I spent some time with my brother over the past couple of weeks. He’s an urban planner. He doesn’t work in tech and he most certainly does not write code. It turned out, however, that he’s been sitting on a digital service idea for twenty years. It’s a sort of stock exchange for non-financial assets. And he has always believed that one day the technology and market appetite would catch up to his vision.
Last weekend, we decided to find out if that day had come.
We sat down together with Claude Code and spent about an hour vibe coding a prototype. We described the concept, iterated on the output, tweaked the interactions, adjusted the visualization. After sixty minutes, we had something interactive. Something that actually showed his idea moving on a screen.
He leaned back, looked at it and then at me, and said: “Now what?”
He was serious. He genuinely didn’t know where to go next.
The prototype answered nothing
What we’d built in an hour was not a product. It was a clickable prototype that generated 1000 new questions.
- How should the exchange algorithm actually work?
- Who is this for — buyers, sellers, or both simultaneously?
- What’s the right interaction model for someone who’s never thought about this before?
- Which features are core and which are noise?
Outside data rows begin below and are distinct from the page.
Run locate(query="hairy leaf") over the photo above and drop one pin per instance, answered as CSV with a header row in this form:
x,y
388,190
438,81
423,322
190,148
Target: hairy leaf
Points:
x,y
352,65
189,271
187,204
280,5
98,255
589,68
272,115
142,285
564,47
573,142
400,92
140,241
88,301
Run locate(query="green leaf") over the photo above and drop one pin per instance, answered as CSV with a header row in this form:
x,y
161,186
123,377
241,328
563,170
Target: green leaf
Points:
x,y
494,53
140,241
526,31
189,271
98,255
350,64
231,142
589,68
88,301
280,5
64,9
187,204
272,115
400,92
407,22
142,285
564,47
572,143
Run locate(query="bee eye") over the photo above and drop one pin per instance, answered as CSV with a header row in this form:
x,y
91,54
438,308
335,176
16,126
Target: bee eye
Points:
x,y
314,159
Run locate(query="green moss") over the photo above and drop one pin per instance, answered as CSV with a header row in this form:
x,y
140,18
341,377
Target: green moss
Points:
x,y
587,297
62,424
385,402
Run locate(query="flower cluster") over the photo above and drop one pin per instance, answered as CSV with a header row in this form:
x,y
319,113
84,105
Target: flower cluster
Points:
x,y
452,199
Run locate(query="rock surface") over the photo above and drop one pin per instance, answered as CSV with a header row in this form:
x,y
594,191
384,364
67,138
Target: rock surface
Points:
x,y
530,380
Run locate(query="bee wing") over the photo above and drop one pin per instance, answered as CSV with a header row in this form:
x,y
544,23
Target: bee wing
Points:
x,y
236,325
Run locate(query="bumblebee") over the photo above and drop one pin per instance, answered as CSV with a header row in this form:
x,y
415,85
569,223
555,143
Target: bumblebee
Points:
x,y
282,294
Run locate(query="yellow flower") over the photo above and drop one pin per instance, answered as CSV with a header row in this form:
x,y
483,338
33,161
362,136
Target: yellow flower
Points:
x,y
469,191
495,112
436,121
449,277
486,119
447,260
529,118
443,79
- What does success look like for each type of person using it?
- Etc…
The AI tools we used to create the prototype were extraordinary. They made it trivially easy to go from his idea to interactive artifact in less time than it takes to write a spec. That is genuinely remarkable. But what they couldn’t do was answer any of the questions the prototype raised. This is the true power of vibe coding – to surface the questions that need to be answered about a new product, feature or service. It’s good product management work that’s required to answer them.
This is the AI productivity trap
Every team I work with right now is building faster, shipping more and generally making more output. And a surprising number of them are confused about why it doesn’t feel like progress. It doesn’t feel like progress because speed without direction is just accelerated uncertainty. The “now what?” problem isn’t unique to my brother. Every team being urged to deliver more interactive versions of their ideas faster is facing it. And this question doesn’t get smaller when you ship faster. It gets bigger.
My brother’s prototype session compressed twenty years of “I wonder if I could build this” into 60 minutes. What it revealed when it was “complete” was the full weight of the actual opportunity he was trying to exploit. This had nothing to do with whether his idea could be built but whether the thing he built solved the right problem for the right person in the right way.
That’s product discovery and product management. That’s the work. And it’s the part AI doesn’t do.
Three questions for after the prototype
Whenever a team gets to “now what?”, I give them three questions to start with.
Whose life is measurably better because this exists? Name the person. Describe the specific moment when their life gets easier, their work gets done faster, or their decision gets made with more confidence. If you can’t name that moment, you’re not ready to build the next feature.
What does the world look like if the product is working? Not “the product is live” or “users are signing up.” What behavior changes? What does the person do differently the day after they start using this? That’s your success metric. Everything else is a proxy.
What’s the riskiest assumption in what you just built? Every prototype is built on a stack of assumptions. The job after the demo is to identify the one assumption that, if wrong, makes everything else irrelevant — and go test it immediately.
My brother and I spent the next hour on those three questions. We didn’t touch the code again.
Vibe coding is a gift
I don’t want to overstate the risk here. What happened last weekend was genuinely exciting. A person with no technical background turned a twenty-year idea into something real and interactive in an hour. That is an extraordinary thing. But democratizing the ability to build something is not the same as democratizing the judgment required to build the right thing.
The “now what?” question has always been the hardest one in product development. AI didn’t solve it. It just forces us to face it sooner.